Como exiliada judía que huyó del nazismo, Arendt no buscó explicar el mal como una fuerza demoníaca o irracional, sino como un fenómeno profundamente humano y político. A través de sus obras —como Los orígenes del totalitarismo, La condición humana y Eichmann en Jerusalén—, elaboró una visión original: el mal puede surgir no tanto de la maldad consciente, sino de la ausencia de pensamiento, de la obediencia ciega y de la renuncia a la responsabilidad individual.
El mal radical y el mal banal
En Los orígenes del totalitarismo, Arendt emplea la expresión «mal radical» inspirándose en Kant, quien entendía este mal radical como una corrupción profunda de la voluntad moral.
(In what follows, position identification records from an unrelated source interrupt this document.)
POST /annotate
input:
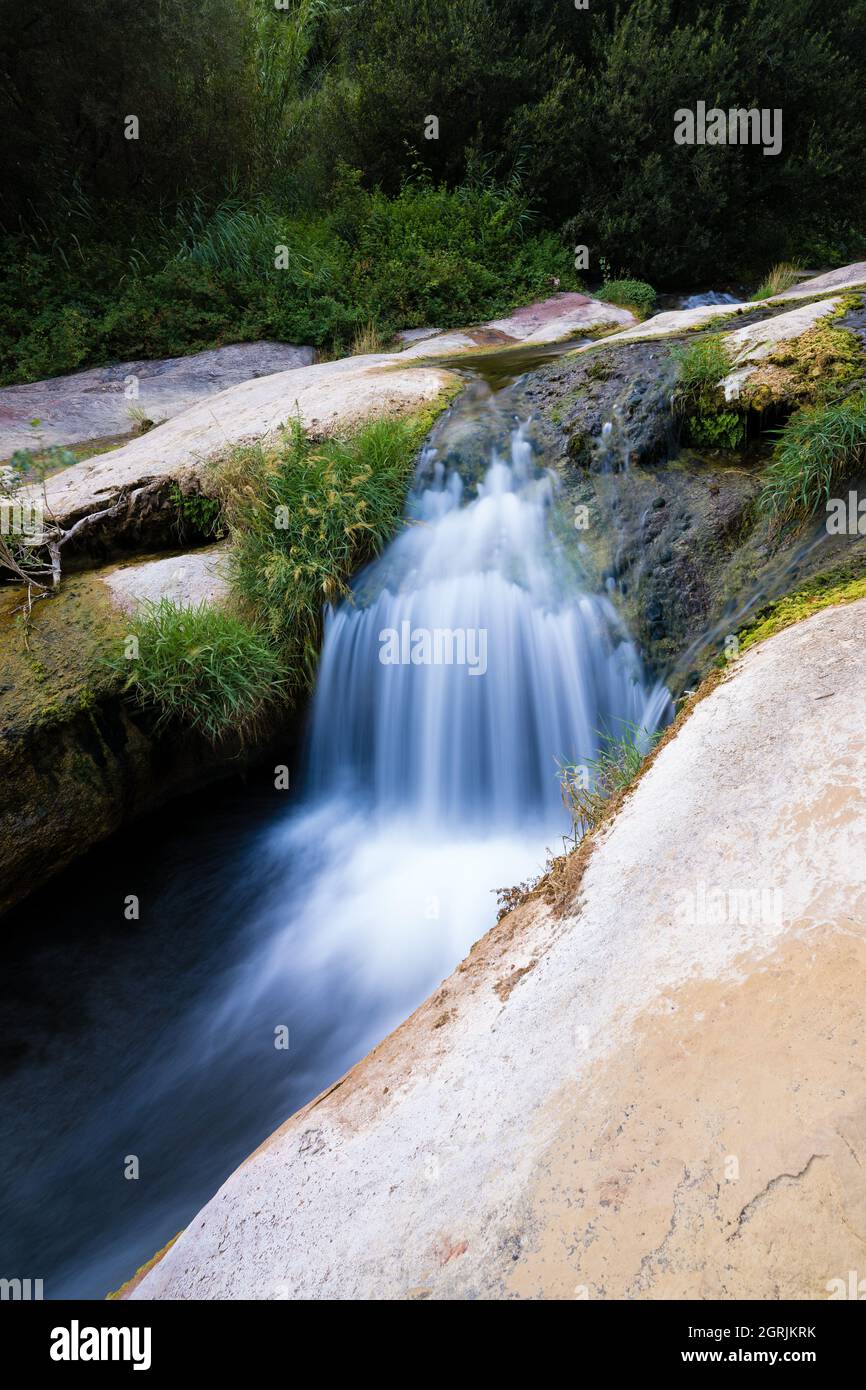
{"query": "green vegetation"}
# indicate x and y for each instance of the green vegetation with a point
(701, 369)
(305, 516)
(701, 366)
(812, 369)
(278, 180)
(840, 585)
(345, 280)
(780, 278)
(200, 666)
(818, 451)
(199, 516)
(590, 788)
(630, 293)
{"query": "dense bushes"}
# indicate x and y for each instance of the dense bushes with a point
(427, 256)
(305, 517)
(630, 293)
(250, 117)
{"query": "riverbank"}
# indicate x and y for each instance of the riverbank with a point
(655, 1093)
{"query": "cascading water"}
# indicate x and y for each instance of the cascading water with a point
(469, 659)
(530, 666)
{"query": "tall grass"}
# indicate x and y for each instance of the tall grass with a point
(305, 516)
(630, 293)
(819, 448)
(701, 364)
(203, 667)
(588, 788)
(780, 278)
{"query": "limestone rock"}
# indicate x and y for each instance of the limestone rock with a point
(644, 1096)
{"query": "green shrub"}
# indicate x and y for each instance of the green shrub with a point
(590, 787)
(818, 449)
(719, 430)
(630, 293)
(780, 278)
(701, 363)
(203, 667)
(305, 516)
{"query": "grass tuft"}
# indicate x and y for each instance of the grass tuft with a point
(780, 278)
(305, 516)
(818, 449)
(200, 666)
(590, 787)
(630, 293)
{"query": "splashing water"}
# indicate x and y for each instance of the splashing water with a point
(428, 783)
(433, 781)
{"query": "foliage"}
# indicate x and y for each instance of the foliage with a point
(701, 367)
(630, 293)
(306, 128)
(200, 666)
(840, 585)
(199, 516)
(305, 516)
(202, 277)
(588, 788)
(819, 448)
(701, 364)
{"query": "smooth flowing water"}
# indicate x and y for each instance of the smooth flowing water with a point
(469, 659)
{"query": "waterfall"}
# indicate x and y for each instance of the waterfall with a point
(281, 944)
(470, 658)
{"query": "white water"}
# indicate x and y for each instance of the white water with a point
(430, 787)
(426, 790)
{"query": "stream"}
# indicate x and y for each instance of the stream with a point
(470, 659)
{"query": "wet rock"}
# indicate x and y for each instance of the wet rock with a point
(111, 401)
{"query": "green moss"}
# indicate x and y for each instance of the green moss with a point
(53, 665)
(840, 585)
(809, 369)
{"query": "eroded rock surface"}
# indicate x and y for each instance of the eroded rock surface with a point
(109, 401)
(659, 1093)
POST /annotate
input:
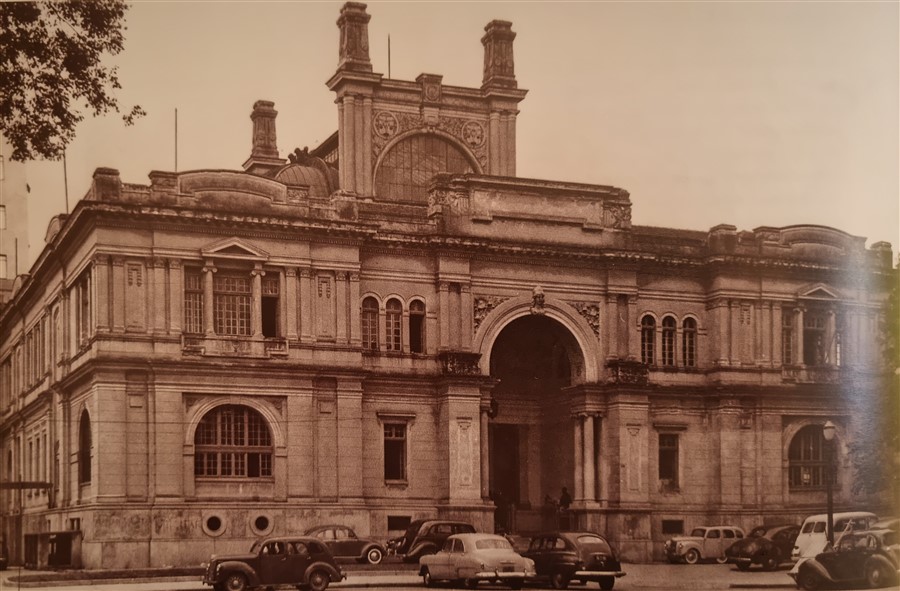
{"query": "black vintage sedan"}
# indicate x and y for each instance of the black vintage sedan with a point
(867, 557)
(560, 557)
(767, 545)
Para Arendt, en un primer momento (el libro sobre el totalitarismo se publicó en 1951), el totalitarismo representaba una forma de mal que buscaba destruir la espontaneidad y la libertad humanas, es decir, la capacidad de los individuos para iniciar algo nuevo, pensar y actuar por sí mismos.
Este mal radical no se limitaba a causar sufrimiento o muerte, sino que pretendía aniquilar la humanidad misma del ser humano. En los campos de concentración, Arendt veía el intento de eliminar no solo la vida física, sino también la condición moral y política del ser humano: su singularidad, su capacidad de juicio y su dignidad.
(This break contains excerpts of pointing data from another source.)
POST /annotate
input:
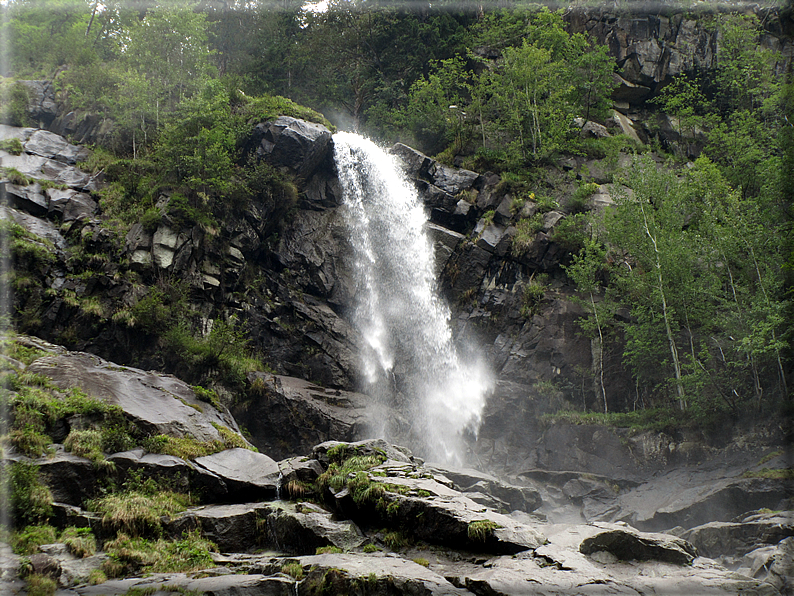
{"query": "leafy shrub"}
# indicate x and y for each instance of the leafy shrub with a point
(12, 146)
(14, 100)
(41, 585)
(31, 501)
(207, 395)
(395, 540)
(526, 231)
(531, 298)
(14, 176)
(87, 443)
(578, 201)
(293, 569)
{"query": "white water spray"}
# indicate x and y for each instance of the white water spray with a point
(409, 360)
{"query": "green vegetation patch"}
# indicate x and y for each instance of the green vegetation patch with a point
(135, 513)
(293, 569)
(80, 541)
(36, 405)
(31, 500)
(771, 473)
(12, 146)
(655, 419)
(481, 530)
(41, 585)
(134, 555)
(28, 540)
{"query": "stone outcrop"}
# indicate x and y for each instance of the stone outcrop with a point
(651, 47)
(291, 143)
(160, 404)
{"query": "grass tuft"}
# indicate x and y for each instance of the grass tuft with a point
(481, 530)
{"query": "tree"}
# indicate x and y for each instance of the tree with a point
(584, 271)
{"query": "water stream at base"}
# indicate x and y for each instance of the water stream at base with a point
(409, 360)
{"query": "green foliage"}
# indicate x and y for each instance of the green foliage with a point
(293, 569)
(773, 473)
(31, 501)
(14, 176)
(12, 146)
(28, 540)
(134, 513)
(37, 405)
(14, 100)
(654, 419)
(184, 447)
(527, 230)
(86, 443)
(395, 540)
(481, 530)
(208, 395)
(41, 585)
(532, 297)
(80, 541)
(578, 201)
(134, 555)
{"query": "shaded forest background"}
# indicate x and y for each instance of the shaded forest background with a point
(689, 275)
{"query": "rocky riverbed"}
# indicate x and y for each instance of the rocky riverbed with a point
(368, 517)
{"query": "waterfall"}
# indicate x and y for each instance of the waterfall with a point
(409, 360)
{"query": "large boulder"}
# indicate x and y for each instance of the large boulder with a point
(627, 544)
(52, 146)
(159, 404)
(740, 537)
(290, 142)
(289, 416)
(248, 475)
(344, 574)
(521, 498)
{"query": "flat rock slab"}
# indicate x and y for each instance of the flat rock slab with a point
(740, 537)
(180, 473)
(232, 527)
(295, 528)
(248, 475)
(388, 575)
(224, 585)
(627, 544)
(690, 497)
(524, 576)
(301, 528)
(521, 498)
(159, 404)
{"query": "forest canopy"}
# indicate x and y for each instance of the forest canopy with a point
(698, 254)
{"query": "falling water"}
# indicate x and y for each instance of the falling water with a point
(409, 361)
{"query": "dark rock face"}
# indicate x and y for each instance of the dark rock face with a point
(290, 415)
(248, 475)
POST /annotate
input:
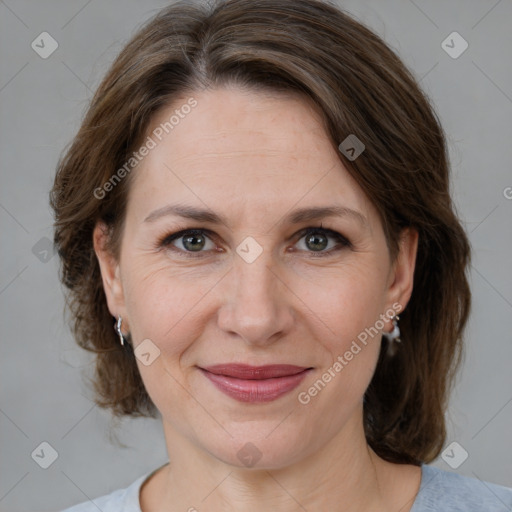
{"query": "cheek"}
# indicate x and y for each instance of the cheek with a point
(163, 303)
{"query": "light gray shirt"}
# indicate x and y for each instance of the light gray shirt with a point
(440, 491)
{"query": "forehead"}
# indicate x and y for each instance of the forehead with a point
(244, 151)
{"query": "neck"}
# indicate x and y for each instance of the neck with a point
(344, 474)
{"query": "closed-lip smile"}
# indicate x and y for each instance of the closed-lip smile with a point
(247, 383)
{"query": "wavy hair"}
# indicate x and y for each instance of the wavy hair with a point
(359, 86)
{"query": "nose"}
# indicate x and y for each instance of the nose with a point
(257, 305)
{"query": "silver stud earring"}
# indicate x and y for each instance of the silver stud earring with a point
(394, 335)
(117, 327)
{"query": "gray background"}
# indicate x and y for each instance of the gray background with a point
(43, 395)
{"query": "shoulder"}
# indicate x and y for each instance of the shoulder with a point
(451, 492)
(126, 499)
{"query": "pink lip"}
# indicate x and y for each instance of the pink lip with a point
(255, 383)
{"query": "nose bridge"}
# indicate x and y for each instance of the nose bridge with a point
(256, 309)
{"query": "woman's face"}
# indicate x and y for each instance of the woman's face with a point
(254, 289)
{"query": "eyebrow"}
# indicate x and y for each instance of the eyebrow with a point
(295, 217)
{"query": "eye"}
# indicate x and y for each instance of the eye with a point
(316, 240)
(191, 242)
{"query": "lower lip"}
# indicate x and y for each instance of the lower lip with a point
(264, 390)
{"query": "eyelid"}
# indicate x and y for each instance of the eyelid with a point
(166, 240)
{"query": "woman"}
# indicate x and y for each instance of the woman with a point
(256, 230)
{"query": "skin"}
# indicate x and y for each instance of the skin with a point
(254, 157)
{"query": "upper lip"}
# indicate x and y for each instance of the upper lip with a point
(245, 371)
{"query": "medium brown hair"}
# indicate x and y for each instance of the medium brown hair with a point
(360, 87)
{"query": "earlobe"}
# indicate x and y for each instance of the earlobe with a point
(401, 289)
(110, 271)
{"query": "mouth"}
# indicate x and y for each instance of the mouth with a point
(254, 384)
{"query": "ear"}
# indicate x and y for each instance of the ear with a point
(402, 275)
(110, 273)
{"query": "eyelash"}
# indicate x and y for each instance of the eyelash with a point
(343, 242)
Sin embargo, una década más tarde, durante el juicio de Adolf Eichmann en Jerusalén, Arendt experimentó una transformación profunda en su pensamiento. Lo que observó en Eichmann —un funcionario nazi responsable de la deportación de miles de judíos— no encajaba con la idea de un mal radical consciente y demoníaco.
Eichmann no parecía un monstruo ni un fanático, sino un hombre corriente, mediocre y obediente, incapaz de reflexionar sobre el sentido de sus actos. De esta observación nació su famosa tesis de la «banalidad del mal», expuesta en Eichmann en Jerusalén (publicado en 1963).